Sweden played a vital role in his release, prompting Prime Minister Scott Morrison to extend “my deepest gratitude” for their invaluable assistance.
Australia had relied on Sweden’s unique relations with North Korea because it lacked an embassy in the so-called ‘hermit kingdom’, which is shunned by much of the world because of its nuclear weapons program and human rights abuses.
Mr Sigley left North Korea and flew to Beijing where he met with Australian officials before flying on to Tokyo. After landing in the Japanese capital, did not answer when journalists asked why he was detained.
“I’m ok, I’m ok, I’m very good,” he said before being whisked away.
Mr Sigley was reported missing after his normally active social media channels went silent, and contact with family stopped on Tuesday last week.
Mr Morrison announced his release on Thursday, saying it was “in nobody’s interests, in these quite sensitive consular cases, to go beyond simply saying I’m so pleased that he’s safe”.
Mr Sigley’s father Gary Sigley said he was “over the moon” his son was safe, saying: “He’s fine. He’s in very good spirits. He’s been treated well.”
Friend and University of Technology Sydney academic Bronwen Dalton said she enjoyed a moment of celebration with Mr Sigley’s wife Yuka Morinaga when the pair spoke on the phone.

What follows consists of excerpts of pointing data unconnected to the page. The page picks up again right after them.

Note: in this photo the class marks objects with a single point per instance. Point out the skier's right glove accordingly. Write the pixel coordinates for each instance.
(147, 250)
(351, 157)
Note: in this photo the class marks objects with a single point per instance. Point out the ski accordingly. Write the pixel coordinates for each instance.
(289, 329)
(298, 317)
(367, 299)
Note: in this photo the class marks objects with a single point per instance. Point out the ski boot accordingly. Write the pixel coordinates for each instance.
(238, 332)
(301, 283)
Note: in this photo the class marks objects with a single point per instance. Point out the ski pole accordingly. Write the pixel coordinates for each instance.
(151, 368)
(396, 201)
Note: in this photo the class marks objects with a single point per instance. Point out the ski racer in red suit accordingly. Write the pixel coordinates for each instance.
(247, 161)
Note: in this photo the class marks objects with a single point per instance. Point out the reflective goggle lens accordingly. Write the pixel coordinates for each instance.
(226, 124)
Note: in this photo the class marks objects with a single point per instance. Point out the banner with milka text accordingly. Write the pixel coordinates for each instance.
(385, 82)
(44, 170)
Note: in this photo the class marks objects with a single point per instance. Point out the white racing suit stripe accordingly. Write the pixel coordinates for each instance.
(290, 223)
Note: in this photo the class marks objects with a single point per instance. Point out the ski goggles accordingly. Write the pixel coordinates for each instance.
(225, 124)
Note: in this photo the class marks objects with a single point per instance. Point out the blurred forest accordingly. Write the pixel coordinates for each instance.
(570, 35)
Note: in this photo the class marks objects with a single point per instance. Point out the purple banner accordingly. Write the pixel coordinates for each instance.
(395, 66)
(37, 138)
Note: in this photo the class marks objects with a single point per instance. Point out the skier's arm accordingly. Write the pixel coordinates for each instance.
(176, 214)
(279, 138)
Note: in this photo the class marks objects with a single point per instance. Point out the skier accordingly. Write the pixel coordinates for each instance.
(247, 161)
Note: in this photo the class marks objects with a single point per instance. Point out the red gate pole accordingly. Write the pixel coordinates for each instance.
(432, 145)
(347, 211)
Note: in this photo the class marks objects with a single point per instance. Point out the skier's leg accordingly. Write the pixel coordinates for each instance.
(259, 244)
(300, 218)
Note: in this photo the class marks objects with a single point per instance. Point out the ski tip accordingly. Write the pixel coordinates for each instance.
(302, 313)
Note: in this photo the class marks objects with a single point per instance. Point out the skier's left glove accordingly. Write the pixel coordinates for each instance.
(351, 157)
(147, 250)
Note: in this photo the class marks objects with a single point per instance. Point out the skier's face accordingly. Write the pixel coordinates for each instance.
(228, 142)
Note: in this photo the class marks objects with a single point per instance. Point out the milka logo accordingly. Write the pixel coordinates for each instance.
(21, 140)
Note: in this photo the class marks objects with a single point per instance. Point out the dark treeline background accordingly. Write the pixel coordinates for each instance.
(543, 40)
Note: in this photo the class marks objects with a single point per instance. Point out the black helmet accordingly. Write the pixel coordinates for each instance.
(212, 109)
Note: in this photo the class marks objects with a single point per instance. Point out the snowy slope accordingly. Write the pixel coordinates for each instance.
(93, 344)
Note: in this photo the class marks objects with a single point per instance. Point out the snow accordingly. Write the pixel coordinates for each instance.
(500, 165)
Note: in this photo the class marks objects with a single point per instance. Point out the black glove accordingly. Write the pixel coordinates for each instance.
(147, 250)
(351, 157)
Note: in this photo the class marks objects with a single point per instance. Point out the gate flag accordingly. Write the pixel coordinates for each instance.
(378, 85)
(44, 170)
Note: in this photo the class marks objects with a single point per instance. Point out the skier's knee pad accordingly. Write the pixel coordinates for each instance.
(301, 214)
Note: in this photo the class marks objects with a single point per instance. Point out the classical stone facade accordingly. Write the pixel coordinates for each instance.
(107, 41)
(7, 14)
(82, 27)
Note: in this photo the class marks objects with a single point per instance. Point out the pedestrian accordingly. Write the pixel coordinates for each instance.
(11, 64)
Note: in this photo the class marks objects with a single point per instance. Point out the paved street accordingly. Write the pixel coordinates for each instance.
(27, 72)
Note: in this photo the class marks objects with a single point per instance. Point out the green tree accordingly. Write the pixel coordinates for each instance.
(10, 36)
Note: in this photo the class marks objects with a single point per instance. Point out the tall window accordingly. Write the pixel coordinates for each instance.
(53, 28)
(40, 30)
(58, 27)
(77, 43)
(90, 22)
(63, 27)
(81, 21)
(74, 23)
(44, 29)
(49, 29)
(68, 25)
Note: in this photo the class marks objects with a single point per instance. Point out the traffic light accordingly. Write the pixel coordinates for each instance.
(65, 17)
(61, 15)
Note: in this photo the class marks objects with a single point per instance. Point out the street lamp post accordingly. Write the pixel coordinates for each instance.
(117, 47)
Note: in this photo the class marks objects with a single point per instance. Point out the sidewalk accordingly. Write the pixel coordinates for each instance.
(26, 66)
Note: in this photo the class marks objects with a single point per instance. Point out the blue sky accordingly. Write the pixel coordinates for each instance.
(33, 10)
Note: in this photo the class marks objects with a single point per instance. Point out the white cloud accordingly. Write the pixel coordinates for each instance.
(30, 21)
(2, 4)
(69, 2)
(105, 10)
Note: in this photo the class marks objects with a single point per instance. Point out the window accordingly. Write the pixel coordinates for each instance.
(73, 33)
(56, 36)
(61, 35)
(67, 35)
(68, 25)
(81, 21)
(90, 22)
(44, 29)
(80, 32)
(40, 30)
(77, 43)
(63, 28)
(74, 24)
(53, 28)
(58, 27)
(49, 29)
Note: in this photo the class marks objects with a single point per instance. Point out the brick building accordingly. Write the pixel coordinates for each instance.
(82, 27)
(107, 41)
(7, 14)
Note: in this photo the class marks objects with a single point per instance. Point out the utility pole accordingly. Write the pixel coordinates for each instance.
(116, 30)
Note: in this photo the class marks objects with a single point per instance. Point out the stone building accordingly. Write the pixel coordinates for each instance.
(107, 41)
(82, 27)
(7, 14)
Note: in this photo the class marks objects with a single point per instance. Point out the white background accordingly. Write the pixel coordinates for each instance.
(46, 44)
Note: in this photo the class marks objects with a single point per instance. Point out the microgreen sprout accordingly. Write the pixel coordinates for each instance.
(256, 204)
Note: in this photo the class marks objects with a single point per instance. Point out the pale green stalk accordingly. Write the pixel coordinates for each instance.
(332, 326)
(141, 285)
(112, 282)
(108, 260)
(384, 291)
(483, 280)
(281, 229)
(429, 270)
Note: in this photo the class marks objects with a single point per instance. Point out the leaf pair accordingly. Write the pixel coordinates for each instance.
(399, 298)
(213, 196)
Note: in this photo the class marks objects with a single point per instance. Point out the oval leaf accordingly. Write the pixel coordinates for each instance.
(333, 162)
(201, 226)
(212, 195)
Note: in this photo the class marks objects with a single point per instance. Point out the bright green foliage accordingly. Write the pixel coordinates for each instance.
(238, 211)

“We were jumping up and down and we love Sweden,” Ms Dalton said.
“He’s a fine, young, emerging Asian scholar, he is very applied to his studies. I really doubted whether he did actually anything wrong by the regime.”
Mr Sigley is the first known foreigner to be arrested in North Korea since American student Otto Warmbier, who was sentenced to 15 years hard labour for allegedly stealing a propaganda poster in 2015.
Mr Warmbier was repatriated to the US in a coma a year-and-a-half later and died six days after his return.